Quote Originally Posted by R Pope
Try hooking your toe under the pedal and lifting it up. Some hydraulic clutches are adjusted that way. There is no other adjustment. If that doesn't do it, your clutch may be wrong, not thick enough from the flywheel to the fingers.
When bleeding it, reach in and pry the bearing away from the fingers to expel all the air. That's the trouble with that setup, there's no way to get the slave cylinder completely collapsed with it all together.
The guy had the Flywheel ground, how much I don't know, I'll check tomorrow.

The pedal comes up all the way now after they bleed it the third time so there is nowhere to pull it up from.

I don't understand how the slave works, in my third picture with me pulling it back against the spring..... what pushes it forward? I saw it move but don't know what does it.

I'll try pulling it back and bleeding it again.

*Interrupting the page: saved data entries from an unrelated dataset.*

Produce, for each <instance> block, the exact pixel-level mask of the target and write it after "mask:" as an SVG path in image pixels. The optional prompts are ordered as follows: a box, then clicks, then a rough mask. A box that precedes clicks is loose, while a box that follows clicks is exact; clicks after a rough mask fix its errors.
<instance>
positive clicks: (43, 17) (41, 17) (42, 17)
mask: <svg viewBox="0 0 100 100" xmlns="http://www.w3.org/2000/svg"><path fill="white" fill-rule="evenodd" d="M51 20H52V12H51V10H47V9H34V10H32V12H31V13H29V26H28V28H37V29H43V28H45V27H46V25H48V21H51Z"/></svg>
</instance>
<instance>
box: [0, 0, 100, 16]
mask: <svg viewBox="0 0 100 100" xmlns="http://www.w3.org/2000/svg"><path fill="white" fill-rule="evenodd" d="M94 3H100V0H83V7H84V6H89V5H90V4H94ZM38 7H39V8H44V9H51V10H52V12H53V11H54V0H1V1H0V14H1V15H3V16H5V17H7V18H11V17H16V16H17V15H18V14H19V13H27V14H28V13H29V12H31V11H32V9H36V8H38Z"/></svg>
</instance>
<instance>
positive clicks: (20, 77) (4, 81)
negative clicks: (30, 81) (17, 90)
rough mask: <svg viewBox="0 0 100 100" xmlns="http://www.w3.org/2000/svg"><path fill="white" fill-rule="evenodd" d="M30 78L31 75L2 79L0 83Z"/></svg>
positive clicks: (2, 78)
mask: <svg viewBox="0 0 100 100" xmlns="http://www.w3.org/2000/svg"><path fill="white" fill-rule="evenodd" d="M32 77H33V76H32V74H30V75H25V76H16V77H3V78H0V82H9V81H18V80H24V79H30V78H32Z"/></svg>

I've been looking up articles on the net and the seem to conflect with each other.... some say don't Bench Bleed the Master and others say do it. One said to put it in a vise with the connecting hose on it and put a small object in the Check Valve to keep it open. Place hose into reservoir and pump it slowly, after bubbles stop remove object from from hose while it is still in the fluid, replace the rubber and cap. Then do the Slave by using a vacuum pump, when done hook up the Qiuck Disconnect line. Then bleed it the regular way to get out any air that got there hooking up the line. Have an assistant push the peddle down BUT not all the way to the floor, put a hammer head under peddle to keep it off the floor (DO NOT PUMP THE PEDDLE). Open valve and bleed. The author said it took a half hour to do it, Ya Right.